Headed to Bhutan

I explain to Ranger why he cannot travel to Bhutan. He isn't happy.
I explain to Ranger why he cannot travel to Bhutan. He isn’t happy.

Ranger is in a small standoff with me. He wants to go to Bhutan with us. He complains, saying that the plane would be a good place for him to curl up and fall asleep. I explain the difficulty of getting visas, and he is not comforted.

Ranger: “I know, I know. You’ve saved up your carbon credits, your airline miles and your passions, but surely you could take me along.”

Me: “Just can’t! You couldn’t get a visa. And there are a lot of stray dogs there, so you’d be in constant defense mode. Just be glad you can keep the home fires burning.”

Ranger: “WHY are you going? I don’t get it.”

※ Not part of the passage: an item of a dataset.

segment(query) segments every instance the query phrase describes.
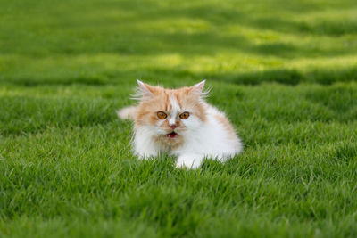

Me: “This has been a dream of mine for 50 years. When I met Darryl, it was part of the first conversation we had…. and he just laughed. He was working with ‘The Wild Orchid Man,” and was planning to go. Now he accuses of me of marrying him so that I can go to Bhutan. They plan to film there, and I can go along.”

Ranger: “What’s so great about Bhutan?”

Me: “Let’s do a contrast with Florida. Florida is the land of development, of more and more tourism, of yet more shopping malls, phosphate mines…..  and yet more corruption that is swept under the rug. Bhutan runs at a different pace: things happen slowly. This mountainous country does not measure Gross National Product, but Gross National Happiness. It is a huge carbon sink. Nearly 80% of it’s forests remain untouched. Getting a visa is not easy….. tourists are carefully considered before they are allowed to come in.”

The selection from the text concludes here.